C.5 Reusing the System-Generated Prompt
Once you have a system-generated prompt that works reliably, consider creating mini GPT applications that help you reuse the prompt more easily.
- ChatGPT’s Custom GPTs. Users on ChatGPT’s paid plan can create Custom GPTs that use our system-generated prompt from the previous section. Users can also upload any contextual information as attachments (e.g., we can upload the Policy Lead Archetypes PDF as an attachment that the Custom GPT will use as a permanent reference). Custom GPTs can be published and shared with anyone with a ChatGPT account. See also: Custom GPT Tips.

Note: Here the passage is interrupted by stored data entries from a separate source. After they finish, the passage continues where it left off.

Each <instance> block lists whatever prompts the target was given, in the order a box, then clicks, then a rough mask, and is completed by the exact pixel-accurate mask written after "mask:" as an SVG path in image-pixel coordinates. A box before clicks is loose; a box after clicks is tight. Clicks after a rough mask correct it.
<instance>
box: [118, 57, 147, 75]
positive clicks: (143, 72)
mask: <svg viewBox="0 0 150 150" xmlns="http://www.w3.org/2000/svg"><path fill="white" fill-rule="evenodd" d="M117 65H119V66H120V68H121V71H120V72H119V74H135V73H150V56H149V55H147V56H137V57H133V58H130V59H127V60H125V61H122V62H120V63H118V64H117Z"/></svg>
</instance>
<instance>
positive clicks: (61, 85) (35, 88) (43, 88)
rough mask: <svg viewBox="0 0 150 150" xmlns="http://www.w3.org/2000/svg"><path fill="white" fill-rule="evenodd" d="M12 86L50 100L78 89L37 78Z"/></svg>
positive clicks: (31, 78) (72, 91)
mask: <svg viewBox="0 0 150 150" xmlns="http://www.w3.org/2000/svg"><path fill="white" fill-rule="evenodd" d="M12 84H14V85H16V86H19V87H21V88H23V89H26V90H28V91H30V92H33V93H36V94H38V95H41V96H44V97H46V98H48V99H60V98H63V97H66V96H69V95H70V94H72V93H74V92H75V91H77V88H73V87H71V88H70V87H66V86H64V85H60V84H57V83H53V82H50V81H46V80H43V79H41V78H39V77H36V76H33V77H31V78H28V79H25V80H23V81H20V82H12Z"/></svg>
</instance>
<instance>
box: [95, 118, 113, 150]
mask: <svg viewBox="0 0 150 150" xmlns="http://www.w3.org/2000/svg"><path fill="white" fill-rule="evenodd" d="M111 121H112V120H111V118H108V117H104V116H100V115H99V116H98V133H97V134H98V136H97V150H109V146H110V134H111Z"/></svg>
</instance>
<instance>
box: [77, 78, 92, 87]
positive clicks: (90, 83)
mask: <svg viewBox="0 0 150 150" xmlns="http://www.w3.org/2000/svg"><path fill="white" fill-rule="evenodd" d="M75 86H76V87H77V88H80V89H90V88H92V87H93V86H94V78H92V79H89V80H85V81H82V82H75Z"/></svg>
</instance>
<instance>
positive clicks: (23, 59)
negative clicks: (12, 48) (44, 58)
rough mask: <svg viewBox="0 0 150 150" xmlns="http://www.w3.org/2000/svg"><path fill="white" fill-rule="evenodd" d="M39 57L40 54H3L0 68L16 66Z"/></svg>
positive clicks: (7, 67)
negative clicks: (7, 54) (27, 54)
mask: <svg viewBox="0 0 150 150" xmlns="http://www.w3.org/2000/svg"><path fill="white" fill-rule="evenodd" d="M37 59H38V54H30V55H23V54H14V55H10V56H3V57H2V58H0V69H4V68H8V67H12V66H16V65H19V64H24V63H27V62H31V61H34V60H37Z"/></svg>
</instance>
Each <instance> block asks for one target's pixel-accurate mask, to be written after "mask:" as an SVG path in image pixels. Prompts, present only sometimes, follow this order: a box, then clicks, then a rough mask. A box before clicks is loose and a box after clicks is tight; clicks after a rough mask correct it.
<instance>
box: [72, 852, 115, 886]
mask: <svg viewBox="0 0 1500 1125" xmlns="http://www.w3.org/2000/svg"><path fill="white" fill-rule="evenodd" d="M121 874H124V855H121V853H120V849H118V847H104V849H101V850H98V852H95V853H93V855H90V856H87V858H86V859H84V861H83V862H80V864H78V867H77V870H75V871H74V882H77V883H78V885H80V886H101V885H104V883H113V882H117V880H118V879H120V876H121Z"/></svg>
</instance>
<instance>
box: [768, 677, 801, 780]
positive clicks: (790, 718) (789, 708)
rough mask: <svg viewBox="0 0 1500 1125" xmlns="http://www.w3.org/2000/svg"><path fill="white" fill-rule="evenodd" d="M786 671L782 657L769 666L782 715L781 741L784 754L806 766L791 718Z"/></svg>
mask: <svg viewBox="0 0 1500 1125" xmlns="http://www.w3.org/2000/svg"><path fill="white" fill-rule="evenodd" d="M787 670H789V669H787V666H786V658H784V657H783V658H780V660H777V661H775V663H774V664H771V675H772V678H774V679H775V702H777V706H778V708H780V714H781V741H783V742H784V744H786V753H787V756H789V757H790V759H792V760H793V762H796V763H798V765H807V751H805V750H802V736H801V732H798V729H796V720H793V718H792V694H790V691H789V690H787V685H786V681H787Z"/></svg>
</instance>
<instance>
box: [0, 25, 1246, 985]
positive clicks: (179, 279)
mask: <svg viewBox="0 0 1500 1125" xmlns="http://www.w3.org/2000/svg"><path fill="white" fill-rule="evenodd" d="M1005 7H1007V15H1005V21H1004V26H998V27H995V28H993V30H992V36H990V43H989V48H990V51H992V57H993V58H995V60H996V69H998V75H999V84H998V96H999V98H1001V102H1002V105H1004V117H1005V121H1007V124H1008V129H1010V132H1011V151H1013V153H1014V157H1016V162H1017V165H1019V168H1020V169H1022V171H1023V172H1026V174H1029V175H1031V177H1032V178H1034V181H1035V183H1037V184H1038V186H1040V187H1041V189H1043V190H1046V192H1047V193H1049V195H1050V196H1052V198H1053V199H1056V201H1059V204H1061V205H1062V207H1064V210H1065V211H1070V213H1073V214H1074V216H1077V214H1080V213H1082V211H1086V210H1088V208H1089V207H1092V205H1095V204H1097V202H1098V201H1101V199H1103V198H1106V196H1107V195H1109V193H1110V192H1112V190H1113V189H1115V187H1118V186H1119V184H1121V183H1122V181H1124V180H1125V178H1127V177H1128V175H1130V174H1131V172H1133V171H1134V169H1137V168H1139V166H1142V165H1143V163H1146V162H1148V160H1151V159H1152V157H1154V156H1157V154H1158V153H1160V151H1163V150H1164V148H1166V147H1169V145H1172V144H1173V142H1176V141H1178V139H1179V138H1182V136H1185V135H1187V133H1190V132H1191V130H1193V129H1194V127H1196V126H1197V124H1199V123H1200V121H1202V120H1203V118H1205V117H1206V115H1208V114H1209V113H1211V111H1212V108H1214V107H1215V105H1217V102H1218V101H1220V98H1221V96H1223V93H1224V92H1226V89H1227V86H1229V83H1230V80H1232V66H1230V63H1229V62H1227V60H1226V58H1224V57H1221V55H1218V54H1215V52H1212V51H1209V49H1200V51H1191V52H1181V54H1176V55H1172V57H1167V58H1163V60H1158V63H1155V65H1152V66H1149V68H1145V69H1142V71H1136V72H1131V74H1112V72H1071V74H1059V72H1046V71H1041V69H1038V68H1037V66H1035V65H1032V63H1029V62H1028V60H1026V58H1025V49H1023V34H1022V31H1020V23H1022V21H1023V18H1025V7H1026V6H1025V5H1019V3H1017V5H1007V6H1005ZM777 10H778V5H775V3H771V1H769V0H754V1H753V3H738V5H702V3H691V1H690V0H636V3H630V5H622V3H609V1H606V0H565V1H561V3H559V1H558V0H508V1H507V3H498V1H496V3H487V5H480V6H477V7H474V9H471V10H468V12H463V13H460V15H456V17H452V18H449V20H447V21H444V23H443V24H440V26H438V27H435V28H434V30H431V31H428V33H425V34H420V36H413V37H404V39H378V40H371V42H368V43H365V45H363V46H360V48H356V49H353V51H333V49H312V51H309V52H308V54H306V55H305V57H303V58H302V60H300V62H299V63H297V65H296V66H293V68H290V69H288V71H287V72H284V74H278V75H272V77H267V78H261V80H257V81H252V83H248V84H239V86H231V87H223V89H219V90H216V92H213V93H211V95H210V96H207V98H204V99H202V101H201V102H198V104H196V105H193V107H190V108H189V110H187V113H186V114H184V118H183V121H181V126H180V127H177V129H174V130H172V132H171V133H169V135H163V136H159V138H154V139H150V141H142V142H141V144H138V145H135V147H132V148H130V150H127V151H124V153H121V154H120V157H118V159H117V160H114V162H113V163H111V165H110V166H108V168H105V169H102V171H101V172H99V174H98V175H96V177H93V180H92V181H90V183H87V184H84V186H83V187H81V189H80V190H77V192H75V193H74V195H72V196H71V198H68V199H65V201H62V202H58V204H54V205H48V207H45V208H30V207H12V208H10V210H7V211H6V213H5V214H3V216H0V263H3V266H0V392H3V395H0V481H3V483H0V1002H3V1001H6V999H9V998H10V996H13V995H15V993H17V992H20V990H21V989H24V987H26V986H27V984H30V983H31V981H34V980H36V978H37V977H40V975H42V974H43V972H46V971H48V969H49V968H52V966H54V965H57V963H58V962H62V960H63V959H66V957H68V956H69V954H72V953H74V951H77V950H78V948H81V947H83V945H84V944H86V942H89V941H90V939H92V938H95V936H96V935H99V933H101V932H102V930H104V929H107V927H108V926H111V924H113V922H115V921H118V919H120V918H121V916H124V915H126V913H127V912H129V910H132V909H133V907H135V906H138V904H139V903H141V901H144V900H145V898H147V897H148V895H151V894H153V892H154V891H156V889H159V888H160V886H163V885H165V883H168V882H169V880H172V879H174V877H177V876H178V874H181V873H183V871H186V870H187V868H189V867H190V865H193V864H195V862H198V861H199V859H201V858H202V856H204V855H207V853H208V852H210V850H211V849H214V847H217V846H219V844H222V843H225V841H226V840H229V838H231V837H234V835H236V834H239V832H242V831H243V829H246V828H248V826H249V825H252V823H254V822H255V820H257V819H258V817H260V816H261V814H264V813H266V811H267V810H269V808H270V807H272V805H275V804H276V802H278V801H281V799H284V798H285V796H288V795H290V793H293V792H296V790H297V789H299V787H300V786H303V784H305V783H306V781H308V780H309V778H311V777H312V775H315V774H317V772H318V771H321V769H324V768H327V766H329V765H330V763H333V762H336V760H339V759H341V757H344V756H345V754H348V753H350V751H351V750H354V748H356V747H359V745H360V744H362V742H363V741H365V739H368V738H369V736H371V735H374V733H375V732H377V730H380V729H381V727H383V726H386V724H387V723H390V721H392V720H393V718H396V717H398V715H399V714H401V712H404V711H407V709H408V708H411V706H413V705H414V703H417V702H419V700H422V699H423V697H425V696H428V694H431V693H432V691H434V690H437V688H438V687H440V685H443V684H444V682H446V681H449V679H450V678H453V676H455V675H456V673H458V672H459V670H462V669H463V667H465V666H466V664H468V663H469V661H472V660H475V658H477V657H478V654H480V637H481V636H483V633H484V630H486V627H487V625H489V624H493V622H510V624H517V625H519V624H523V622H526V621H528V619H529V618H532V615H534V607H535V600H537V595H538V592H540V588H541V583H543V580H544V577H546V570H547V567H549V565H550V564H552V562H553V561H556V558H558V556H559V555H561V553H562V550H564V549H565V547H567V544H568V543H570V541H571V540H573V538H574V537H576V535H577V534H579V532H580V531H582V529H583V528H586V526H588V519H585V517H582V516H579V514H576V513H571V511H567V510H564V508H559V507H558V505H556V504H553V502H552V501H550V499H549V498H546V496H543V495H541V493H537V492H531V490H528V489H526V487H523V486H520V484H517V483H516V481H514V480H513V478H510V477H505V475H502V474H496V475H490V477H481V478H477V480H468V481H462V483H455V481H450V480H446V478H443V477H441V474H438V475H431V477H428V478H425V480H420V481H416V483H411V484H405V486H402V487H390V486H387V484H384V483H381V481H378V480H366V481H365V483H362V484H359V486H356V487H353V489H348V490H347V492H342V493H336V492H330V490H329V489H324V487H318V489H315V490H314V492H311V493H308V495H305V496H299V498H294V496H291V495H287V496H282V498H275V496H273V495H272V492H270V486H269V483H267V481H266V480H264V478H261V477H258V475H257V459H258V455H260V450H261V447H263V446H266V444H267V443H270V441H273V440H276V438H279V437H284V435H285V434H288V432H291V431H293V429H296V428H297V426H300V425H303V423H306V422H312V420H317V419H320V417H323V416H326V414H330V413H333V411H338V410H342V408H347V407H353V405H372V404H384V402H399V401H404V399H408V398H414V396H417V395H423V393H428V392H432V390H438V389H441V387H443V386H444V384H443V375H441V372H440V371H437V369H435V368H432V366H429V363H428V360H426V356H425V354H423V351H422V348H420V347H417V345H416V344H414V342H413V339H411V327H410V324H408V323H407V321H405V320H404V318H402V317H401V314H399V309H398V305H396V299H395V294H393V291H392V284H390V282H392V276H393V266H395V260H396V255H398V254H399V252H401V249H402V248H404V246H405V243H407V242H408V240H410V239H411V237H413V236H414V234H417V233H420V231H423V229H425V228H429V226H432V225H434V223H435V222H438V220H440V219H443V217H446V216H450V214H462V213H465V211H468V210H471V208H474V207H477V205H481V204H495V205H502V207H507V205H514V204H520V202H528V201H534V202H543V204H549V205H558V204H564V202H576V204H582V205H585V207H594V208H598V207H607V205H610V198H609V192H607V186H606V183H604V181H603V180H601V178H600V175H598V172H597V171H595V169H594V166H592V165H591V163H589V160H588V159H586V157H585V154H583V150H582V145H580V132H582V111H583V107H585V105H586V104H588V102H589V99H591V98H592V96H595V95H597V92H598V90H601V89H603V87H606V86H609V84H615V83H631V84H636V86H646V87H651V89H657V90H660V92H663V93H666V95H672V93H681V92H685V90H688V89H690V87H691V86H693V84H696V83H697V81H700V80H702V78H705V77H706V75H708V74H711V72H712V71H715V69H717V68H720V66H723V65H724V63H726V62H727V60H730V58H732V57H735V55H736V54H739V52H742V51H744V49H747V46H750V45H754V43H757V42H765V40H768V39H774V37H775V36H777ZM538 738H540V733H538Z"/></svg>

- Claude’s Projects. Users on Claude’s Pro plan can create Claude Projects and upload attachments as “knowledge” that can be used within the project. As of this writing, users on Claude for Work plans can share their projects with other people in the same organization.
- Gemini’s Gems. Users on the Gemini Advanced, Business, and Enterprise plans can create custom Gems. The user interface for Gem creation can also write your initial draft instructions for you based on your description of the Gem’s purpose. As of this writing, it is not yet possible to publish or share Gems.
Tip: Gemini has helpful guidelines for writing effective instructions; they advise us to focus on defining a Persona, specifying Tasks, providing Context, and describing the desired output Format. Use this advice to improve the system-generated prompt from the previous step to get better results from Custom GPTs and Gems.
In Closing
GenAI applications powered by Large Language Models help us tackle information overload by efficiently filtering and jumpstarting our reading.
Use the prompts in this post to distill summaries and generate tailored and context-specific recommendations from new papers and articles.
Save time and confidently decide if an article or paper is worth reading in full with the help of GenAI.